Intending to follow in her father’s footsteps and become a commercial artist, Jean attended the Vancouver School of Art (now Emily Carr University of Art & Design), but left before completing her studies to work as a graphic artist in the production departments of the North Shore News, the Vancouver Courier and the WestEnder – where she met guitar player David Lester in 1981. Lester, who had been the art director at Vancouver’s Georgia Straight, introduced Jean to feminism and punk rock, encouraging her to funnel self-expression into song lyrics – which she did. The resulting guitar and voice duo of Mecca Normal has received critical acclaim since its first album release in 1986 on Smarten UP! Records, the label Jean named as an extension of her early 80s fanzine – a photocopied compendium of poems, book and record reviews, and political commentary that the Globe and Mail called “as schoolmarmish as its name” (much to Jean’s delight, having been a member of the Future Teacher’s Club in elementary school).
Nearly thirty years later, Smith and Lester maintain the creative partnership they forged in the early 1980s.

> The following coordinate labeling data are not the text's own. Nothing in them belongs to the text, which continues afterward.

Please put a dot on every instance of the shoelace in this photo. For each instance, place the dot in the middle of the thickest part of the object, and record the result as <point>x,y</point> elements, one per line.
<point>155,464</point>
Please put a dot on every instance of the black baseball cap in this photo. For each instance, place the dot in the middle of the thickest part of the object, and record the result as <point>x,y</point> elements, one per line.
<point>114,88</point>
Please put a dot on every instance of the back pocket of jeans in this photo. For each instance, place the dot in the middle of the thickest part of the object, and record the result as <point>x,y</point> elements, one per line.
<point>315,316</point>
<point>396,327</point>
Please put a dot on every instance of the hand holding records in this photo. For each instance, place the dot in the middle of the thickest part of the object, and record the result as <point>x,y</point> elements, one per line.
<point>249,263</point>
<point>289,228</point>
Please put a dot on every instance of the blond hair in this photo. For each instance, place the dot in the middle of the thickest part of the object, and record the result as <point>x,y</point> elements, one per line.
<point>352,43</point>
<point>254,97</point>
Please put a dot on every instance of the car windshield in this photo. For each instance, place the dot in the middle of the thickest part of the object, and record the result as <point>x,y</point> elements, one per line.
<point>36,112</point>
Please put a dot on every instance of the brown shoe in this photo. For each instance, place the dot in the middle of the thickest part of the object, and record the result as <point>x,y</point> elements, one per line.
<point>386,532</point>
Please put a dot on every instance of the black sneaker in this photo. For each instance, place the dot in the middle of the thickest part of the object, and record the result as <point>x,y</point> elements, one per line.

The 14th Mecca Normal album was recorded in November, 2012. Its release (on a US label) will be supported by tours, art exhibits, lectures and a comprehensive promotional campaign featuring the music, the art and the novels.
Video of Jean Smith’s LitQuake presentation.
Images from the PowerPoint:
“Raven Coal Mine” – Dissolving traditional landscape by interjecting an abstraction that refers to the environmental devastation of a coal mine in one of her novels, Smith makes the work about color, composition and a cultural activism that intends to protect an environmentally sensitive region on British Columbia’s west coast.